Their labor union report found a significantly large gap.

Starbucks keeps an image as an inclusive, efficient place to work, but a group of Black employees say they have faced racial discrimination and cite pay inequities compare to their white counterparts.

UNITE HERE, a labor union created to represent the airport’s service workers, released a report Wednesday (March 4) that revealed Black baristas for Starbucks at Houston’s George Bush Intercontinental Airport are paid significantly less than their white coworkers. 

The report found that the median pay for black baristas at HMSHost-operated Starbucks stores in the location was $2.84 less per hour than that of white baristas in 2019, compared to the national gap of $1.85.

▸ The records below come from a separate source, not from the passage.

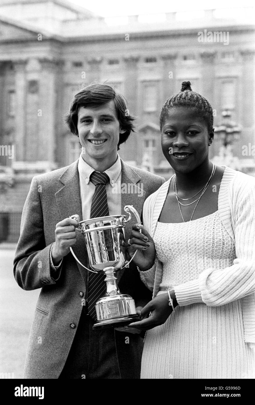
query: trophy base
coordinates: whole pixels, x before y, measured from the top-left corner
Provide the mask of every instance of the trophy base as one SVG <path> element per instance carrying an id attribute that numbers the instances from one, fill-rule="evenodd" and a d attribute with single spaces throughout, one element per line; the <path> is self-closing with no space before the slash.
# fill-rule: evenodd
<path id="1" fill-rule="evenodd" d="M 107 328 L 124 326 L 125 325 L 131 324 L 133 321 L 139 321 L 140 319 L 140 317 L 137 314 L 121 316 L 119 318 L 112 318 L 111 319 L 106 319 L 103 321 L 98 321 L 93 325 L 92 329 L 93 330 L 95 330 L 96 329 L 106 329 Z"/>

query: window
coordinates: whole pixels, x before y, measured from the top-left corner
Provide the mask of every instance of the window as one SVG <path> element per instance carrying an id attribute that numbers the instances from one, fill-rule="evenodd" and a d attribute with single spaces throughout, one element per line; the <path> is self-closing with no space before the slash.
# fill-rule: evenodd
<path id="1" fill-rule="evenodd" d="M 155 83 L 145 84 L 143 89 L 143 110 L 147 112 L 157 110 L 157 86 Z"/>
<path id="2" fill-rule="evenodd" d="M 154 57 L 146 58 L 144 59 L 145 63 L 155 63 L 157 62 L 157 58 Z"/>
<path id="3" fill-rule="evenodd" d="M 82 62 L 73 62 L 72 66 L 74 68 L 82 68 L 83 64 Z"/>
<path id="4" fill-rule="evenodd" d="M 69 135 L 68 136 L 69 136 Z M 81 154 L 81 145 L 78 137 L 76 139 L 70 141 L 68 143 L 68 145 L 69 164 L 70 164 L 75 160 L 77 160 L 77 159 L 79 158 L 79 156 Z"/>
<path id="5" fill-rule="evenodd" d="M 223 61 L 234 60 L 234 56 L 233 52 L 225 52 L 221 54 L 221 59 Z"/>
<path id="6" fill-rule="evenodd" d="M 119 61 L 118 59 L 109 59 L 108 61 L 108 65 L 118 65 Z"/>
<path id="7" fill-rule="evenodd" d="M 187 55 L 183 55 L 183 60 L 195 60 L 195 55 L 193 53 L 189 53 Z"/>
<path id="8" fill-rule="evenodd" d="M 222 82 L 221 88 L 221 108 L 233 109 L 236 104 L 236 88 L 234 81 Z"/>
<path id="9" fill-rule="evenodd" d="M 151 152 L 155 150 L 156 141 L 153 139 L 146 139 L 144 140 L 144 145 L 146 152 Z"/>
<path id="10" fill-rule="evenodd" d="M 7 113 L 10 117 L 13 117 L 15 114 L 16 94 L 14 90 L 8 92 Z"/>
<path id="11" fill-rule="evenodd" d="M 123 86 L 122 83 L 121 82 L 112 81 L 111 82 L 111 84 L 115 91 L 122 94 L 123 92 Z"/>

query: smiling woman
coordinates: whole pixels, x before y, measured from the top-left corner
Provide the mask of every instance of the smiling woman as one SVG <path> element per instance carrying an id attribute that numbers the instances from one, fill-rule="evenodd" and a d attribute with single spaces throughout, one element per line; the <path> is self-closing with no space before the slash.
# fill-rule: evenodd
<path id="1" fill-rule="evenodd" d="M 188 81 L 162 108 L 175 175 L 145 201 L 129 248 L 153 290 L 129 326 L 148 330 L 142 378 L 255 377 L 255 181 L 210 161 L 213 122 Z"/>

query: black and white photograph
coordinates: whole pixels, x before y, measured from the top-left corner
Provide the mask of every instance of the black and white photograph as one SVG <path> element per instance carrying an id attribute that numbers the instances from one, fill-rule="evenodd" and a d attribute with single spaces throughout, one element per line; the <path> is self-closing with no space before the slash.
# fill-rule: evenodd
<path id="1" fill-rule="evenodd" d="M 0 379 L 19 380 L 13 400 L 47 399 L 50 379 L 252 392 L 255 9 L 0 0 Z"/>

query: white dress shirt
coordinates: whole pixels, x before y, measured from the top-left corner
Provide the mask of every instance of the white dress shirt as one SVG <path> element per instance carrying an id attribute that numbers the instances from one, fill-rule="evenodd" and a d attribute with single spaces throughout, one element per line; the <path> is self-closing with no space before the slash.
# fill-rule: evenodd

“In 2019, the median wage paid to Black baristas was 86 percent of the median wage paid to white baristas across the 27 airports we studied,” the report reads.

And the Bush airport workers aren’t alone. A transgender barista at Orlando International Airport, told CBS News that a manager openly mocked him before customers, calling him “she” instead of “he.” HMSHost, which operates Starbucks stores at 27 U.S. airports, dismissed those claims.

“Pay is directly linked to their experience and time with our company. It grows as associates stay with us and take on new responsibilities,” the company said in a statement responding to the union’s claims. “Pay rates for union-represented associates have been negotiated and agreed upon by the union during the collective bargaining process.  Pay rates are not in any way determined by race or ethnicity.”

The report also claims that as Starbucks closed stores nationwide for racial sensitivity training in 2018 after an incident in which two Black men were put out of a store, airport locations remained open.
In the report’s survey, some HMSHost employees reported poverty, homelessness or an inability to pay their rent off what they make.

HMSHost said the UNITE HERE report is not an accurate representation of their company, but did not deny the reported wage gap. 

“It is disappointing that UNITE HERE has chosen to wage a public campaign critical of HMSHost after decades in which we have had a positive working relationship,” their statement read. 

According to Daily Mail, Starbucks has declined to comment on the report and has instead referred to the HMSHost statement. 

Moving forward, a number of advocacy groups including the National LGBTQ Task Force and African Communities Together are planning to call on Starbucks this week to demand that the issues raised by UNITE HERE are addressed by HMSHost, CBS News reports.